By Nathalie Voit

Brent oil futures, the world’s crude benchmark, topped $90 on Jan. 26 for the first time since October 2014. The contract opened at $87.95 to hit a day high of $90.47, surging over 2%.

Year-over-year, Brent crude surged roughly 70%. Year to date, the global oil benchmark increased 14.61%, up from $78.11 on Jan. 3. The numbers are far from April 2020’s pandemic-era low of $15.98, recorded on April 19.

West Texas Intermediate crude futures, the U.S. oil standard, also climbed over 2% to hit a peak of $87.95 on Wednesday.

The substantial contract growth arrives amid escalating tensions between Ukraine and Russia, who appear to be on the brink of war, Al Jazeera reported.  

According to Barclays, the market may be reacting to a “geopolitical premium.” However, the British financial services provider believes “underlying fundamentals,” such as ongoing supply shortages and persistent demand, are responsible for the plurality of higher crude prices, CNBC reported. 

Nonetheless, the possibility of sanctions on Russia should it invade Ukraine would be a “catalyst” for potential triple-digit oil growth.

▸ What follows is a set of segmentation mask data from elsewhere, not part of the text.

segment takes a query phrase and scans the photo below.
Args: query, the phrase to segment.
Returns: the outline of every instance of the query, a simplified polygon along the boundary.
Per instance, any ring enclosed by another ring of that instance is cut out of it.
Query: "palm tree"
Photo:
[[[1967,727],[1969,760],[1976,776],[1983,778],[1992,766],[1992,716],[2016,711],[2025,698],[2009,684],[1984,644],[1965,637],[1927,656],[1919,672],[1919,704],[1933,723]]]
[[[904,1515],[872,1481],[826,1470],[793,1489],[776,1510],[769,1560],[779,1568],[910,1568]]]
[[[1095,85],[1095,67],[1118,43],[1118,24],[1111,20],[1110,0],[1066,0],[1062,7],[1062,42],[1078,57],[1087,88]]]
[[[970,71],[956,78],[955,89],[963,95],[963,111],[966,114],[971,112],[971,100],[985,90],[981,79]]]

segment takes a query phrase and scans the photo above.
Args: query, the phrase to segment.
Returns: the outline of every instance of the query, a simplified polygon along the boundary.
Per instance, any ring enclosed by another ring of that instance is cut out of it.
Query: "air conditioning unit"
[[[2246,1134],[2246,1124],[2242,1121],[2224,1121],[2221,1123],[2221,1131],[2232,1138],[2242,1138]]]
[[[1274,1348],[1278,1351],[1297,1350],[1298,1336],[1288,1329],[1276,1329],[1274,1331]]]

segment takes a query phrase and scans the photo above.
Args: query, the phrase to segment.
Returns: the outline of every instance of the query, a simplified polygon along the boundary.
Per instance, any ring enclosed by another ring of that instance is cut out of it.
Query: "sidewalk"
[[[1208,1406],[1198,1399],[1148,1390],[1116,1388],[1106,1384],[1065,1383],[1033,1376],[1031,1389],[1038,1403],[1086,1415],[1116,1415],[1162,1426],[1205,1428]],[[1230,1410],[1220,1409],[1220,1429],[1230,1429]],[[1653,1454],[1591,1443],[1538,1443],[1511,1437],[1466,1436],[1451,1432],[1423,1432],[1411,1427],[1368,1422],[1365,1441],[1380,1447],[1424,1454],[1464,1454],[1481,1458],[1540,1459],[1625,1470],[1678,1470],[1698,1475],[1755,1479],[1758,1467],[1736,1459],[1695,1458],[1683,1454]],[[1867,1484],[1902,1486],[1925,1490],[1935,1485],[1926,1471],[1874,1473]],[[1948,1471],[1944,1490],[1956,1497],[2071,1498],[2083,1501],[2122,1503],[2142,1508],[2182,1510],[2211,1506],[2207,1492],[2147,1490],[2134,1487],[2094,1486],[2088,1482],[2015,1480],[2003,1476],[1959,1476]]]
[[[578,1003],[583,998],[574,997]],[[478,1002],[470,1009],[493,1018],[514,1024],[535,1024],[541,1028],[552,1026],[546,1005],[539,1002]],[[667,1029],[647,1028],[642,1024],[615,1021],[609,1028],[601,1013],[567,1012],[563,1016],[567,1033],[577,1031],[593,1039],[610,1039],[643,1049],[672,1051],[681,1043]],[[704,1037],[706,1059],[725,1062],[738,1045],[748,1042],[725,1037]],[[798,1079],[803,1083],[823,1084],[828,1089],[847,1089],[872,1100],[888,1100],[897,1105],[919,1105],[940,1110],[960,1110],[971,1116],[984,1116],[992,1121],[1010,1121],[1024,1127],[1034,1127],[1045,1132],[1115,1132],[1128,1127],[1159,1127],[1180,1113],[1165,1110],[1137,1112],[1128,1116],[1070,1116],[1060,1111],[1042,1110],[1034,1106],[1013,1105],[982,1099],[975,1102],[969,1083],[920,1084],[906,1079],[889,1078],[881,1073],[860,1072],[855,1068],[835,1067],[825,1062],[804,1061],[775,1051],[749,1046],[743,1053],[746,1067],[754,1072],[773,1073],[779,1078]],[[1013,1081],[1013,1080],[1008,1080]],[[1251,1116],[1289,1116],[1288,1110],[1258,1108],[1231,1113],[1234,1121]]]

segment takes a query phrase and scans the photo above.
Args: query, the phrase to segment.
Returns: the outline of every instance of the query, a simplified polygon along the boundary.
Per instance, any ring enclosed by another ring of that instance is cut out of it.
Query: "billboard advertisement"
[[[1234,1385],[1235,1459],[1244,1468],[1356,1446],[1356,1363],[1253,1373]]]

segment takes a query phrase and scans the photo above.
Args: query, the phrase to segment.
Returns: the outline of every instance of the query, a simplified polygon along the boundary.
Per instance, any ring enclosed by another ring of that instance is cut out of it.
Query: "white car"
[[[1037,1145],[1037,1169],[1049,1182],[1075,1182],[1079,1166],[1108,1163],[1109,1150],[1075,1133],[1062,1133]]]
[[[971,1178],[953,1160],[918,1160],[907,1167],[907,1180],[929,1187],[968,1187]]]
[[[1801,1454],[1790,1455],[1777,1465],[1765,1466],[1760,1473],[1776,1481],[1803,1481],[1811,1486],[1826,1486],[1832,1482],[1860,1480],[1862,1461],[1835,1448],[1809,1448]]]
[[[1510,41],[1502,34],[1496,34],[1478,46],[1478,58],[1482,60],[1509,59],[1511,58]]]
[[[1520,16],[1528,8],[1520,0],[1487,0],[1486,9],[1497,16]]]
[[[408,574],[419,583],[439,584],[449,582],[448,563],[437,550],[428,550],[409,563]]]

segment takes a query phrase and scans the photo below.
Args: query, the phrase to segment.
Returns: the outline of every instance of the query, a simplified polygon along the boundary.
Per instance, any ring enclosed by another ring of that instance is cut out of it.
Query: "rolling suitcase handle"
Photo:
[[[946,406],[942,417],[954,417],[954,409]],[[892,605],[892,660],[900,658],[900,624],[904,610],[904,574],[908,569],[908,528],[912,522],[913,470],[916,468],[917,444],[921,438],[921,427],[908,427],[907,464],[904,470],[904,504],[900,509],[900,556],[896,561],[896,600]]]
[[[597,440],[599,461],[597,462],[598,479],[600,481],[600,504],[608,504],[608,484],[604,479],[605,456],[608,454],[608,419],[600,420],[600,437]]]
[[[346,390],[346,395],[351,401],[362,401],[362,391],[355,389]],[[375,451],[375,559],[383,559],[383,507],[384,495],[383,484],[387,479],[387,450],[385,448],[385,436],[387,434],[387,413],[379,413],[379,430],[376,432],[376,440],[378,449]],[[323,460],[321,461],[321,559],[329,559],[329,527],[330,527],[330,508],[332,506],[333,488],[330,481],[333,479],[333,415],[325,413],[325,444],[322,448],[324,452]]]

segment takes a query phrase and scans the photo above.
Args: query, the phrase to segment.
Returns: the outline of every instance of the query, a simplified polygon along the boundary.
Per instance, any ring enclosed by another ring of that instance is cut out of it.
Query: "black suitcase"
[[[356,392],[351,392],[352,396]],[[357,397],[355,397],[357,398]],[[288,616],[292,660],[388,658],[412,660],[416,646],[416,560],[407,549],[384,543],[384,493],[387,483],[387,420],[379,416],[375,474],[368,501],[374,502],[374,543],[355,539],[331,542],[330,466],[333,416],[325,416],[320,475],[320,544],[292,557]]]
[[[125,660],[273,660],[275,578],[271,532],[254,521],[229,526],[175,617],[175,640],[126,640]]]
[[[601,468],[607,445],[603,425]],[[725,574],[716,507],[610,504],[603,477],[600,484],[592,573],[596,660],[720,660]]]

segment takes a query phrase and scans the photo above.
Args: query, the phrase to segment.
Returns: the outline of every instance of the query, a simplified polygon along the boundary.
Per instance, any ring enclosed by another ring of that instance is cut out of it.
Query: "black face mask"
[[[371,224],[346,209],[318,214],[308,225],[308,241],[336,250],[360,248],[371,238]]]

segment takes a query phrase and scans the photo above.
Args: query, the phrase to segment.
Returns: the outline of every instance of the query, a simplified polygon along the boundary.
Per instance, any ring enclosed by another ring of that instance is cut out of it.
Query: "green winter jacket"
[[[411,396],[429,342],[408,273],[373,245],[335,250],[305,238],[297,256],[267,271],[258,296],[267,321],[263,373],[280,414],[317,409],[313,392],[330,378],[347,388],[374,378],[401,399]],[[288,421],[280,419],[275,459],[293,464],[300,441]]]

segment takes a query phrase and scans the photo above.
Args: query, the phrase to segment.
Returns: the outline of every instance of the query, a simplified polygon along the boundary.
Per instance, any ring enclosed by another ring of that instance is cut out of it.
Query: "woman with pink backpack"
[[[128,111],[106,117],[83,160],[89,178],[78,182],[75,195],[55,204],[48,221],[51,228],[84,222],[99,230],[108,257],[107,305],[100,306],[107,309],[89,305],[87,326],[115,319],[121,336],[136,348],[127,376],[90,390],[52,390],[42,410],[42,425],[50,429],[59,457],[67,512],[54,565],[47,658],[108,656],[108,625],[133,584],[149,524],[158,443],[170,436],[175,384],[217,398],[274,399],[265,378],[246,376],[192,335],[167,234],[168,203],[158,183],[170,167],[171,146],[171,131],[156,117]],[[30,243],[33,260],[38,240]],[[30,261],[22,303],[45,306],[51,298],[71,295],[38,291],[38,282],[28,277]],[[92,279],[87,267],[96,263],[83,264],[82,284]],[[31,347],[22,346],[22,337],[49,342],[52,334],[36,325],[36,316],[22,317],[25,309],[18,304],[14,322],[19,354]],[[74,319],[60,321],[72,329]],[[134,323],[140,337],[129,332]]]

“Each day that passes without a de-escalation, we could see more of a supporting bid to crude,” said CIBC Private Wealth’s Rebecca Babin, according to CNBC.

However, in a sign of good news, the U.S. Energy Information Administration (EIA) said in its weekly petroleum status report that crude oil stockpiles rose by 2.4 million barrels to 416.2 million barrels during the week ending Jan. 21. Analysts had estimated an increase of just 150,000 barrels, CNBC said. 

Despite news of the EIA inventory report, WTI and Brent Crude prices are still nearing the $90 mark, with WTI up at $86.61 and Brent Crude up at $89.24 as of 3:30 p.m. ET.